Les coulisses du film (6 minutes). Tsai est interrogé plus précisément sur son premier film, et livre quelques anecdotes qui achèvent de nous faire comprendre qu’il est un cinéaste relativement insouciant. Par exemple, il admet ne pas avoir terminé le scénario du film parce qu’il voulait se rendre à un Nouvel An en famille, et le producteur a dû le terminer lui-même.

Analyse de Nathalie Bittinger (19 minutes). Nathalie Bittinger explore avec grande clarté la carrière et les motifs du cinéma de Tsai Ming-liang. Des Rebelles du dieu néon à Days, elle montre les éléments qui traversent sa filmographie, que sa soit la longueur de ses plans ou l’obsession du liquide, de l’eau qui fuit dans les appartements. Surtout, Nathalie Bittinger explique que Tsai est obsédé par le réel, et que son approche filmique est documentariste. C’est pour cela qu’il abandonne toute idée de bande originale dès son deuxième film ou que ses thématiques de prédilection sont la famille, le désir et le vieillissement.

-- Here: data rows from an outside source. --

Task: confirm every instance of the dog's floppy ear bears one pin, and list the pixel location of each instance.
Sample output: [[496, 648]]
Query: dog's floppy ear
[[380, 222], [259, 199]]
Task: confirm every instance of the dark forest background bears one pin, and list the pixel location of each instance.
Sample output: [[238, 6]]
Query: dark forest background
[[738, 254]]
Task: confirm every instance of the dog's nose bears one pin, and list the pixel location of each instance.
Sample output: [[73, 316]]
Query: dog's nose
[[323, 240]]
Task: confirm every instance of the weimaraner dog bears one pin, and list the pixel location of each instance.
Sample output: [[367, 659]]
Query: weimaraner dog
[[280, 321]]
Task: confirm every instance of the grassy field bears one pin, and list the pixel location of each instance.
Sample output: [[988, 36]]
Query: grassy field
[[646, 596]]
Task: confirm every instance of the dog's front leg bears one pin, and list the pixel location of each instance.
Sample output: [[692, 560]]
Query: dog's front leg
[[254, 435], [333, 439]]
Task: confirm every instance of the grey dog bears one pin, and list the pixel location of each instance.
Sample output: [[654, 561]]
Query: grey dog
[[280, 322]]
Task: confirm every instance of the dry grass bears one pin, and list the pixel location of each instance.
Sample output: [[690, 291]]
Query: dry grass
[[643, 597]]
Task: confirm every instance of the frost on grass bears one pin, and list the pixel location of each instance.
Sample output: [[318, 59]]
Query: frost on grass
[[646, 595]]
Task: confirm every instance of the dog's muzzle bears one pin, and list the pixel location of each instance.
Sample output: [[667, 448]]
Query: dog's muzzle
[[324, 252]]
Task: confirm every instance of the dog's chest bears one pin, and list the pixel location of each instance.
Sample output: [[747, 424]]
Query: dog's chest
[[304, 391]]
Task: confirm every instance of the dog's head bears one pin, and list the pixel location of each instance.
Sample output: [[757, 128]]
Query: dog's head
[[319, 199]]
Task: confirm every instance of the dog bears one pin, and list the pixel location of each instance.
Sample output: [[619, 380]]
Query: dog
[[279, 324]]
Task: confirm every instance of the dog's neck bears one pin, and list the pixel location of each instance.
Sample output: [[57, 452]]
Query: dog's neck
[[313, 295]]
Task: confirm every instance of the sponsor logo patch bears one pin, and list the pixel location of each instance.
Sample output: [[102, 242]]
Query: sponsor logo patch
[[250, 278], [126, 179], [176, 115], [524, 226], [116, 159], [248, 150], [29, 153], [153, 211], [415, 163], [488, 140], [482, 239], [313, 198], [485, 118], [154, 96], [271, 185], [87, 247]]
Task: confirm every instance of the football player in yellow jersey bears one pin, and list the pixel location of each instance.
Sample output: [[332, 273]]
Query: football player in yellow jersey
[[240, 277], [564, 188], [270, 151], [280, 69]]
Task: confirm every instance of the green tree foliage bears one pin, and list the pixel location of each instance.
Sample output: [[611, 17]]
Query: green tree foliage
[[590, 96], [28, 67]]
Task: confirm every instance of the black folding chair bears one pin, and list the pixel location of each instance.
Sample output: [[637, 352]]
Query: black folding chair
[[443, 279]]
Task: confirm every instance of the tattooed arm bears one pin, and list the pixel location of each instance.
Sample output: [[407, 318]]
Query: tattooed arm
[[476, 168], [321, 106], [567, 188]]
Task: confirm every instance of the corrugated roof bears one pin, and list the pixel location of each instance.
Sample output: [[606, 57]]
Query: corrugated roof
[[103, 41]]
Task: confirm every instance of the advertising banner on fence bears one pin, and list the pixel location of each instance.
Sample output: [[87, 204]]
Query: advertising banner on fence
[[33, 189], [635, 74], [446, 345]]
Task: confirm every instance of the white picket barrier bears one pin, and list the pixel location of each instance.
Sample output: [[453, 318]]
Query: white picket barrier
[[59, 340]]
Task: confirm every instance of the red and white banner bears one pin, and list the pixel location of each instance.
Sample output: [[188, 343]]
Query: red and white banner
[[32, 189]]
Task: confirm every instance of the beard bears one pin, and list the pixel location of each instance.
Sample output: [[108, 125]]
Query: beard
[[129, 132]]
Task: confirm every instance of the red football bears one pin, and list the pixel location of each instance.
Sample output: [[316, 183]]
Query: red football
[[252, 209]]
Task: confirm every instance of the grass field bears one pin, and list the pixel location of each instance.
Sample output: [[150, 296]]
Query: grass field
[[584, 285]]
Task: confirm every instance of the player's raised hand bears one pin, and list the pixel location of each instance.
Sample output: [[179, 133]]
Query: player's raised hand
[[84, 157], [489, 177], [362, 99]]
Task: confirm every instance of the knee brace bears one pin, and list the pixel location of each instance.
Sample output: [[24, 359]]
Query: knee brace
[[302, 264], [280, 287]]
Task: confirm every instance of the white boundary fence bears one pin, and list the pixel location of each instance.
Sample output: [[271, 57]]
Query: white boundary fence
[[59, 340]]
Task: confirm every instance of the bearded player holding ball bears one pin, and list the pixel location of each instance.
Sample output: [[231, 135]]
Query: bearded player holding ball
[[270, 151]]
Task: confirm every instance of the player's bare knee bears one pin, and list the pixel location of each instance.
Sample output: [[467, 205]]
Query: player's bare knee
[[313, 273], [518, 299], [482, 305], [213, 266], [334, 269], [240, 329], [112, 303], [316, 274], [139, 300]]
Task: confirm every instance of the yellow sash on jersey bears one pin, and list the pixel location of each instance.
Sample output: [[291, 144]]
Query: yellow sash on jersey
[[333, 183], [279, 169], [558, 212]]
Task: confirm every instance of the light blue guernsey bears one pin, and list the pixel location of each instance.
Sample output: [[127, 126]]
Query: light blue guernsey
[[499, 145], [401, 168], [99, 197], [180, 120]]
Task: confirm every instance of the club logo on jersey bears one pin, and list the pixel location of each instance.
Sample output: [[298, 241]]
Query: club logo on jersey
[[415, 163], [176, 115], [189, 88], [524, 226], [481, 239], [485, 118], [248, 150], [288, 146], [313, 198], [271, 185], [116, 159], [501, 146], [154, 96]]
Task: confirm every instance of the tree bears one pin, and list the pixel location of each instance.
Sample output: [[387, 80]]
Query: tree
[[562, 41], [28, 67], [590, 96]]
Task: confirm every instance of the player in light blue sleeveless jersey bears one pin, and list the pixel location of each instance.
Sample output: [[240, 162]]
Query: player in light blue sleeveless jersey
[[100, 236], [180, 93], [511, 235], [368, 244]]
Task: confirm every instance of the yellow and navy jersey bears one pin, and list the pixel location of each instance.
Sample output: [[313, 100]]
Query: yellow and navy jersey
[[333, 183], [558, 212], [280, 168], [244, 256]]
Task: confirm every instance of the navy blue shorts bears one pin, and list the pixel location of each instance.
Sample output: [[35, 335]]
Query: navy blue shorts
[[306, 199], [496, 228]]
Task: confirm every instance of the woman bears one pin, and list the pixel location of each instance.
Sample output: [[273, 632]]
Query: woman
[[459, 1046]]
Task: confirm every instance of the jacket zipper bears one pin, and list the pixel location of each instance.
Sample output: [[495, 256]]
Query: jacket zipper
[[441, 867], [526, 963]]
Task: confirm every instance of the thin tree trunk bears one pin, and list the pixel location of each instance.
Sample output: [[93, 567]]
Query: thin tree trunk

Essai vidéo de Will Ross (8 minutes). En quelques minutes et via un joli montage d’images du film, Will Ross fait état du concept de rébellion qui donne son titre au film. Il évoque ainsi la personnalité profonde des personnages chez Tsai Ming-liang, emmurés dans leur solitude qui rejaillit sous forme de rejet de toute normalité et parfois, de sursauts de violence.

Les Rebelles du dieu néon de Tsai Ming-liang. 1992. Taïwan. Disponible en Blu-Ray chez Spectrum Films en mars 2021.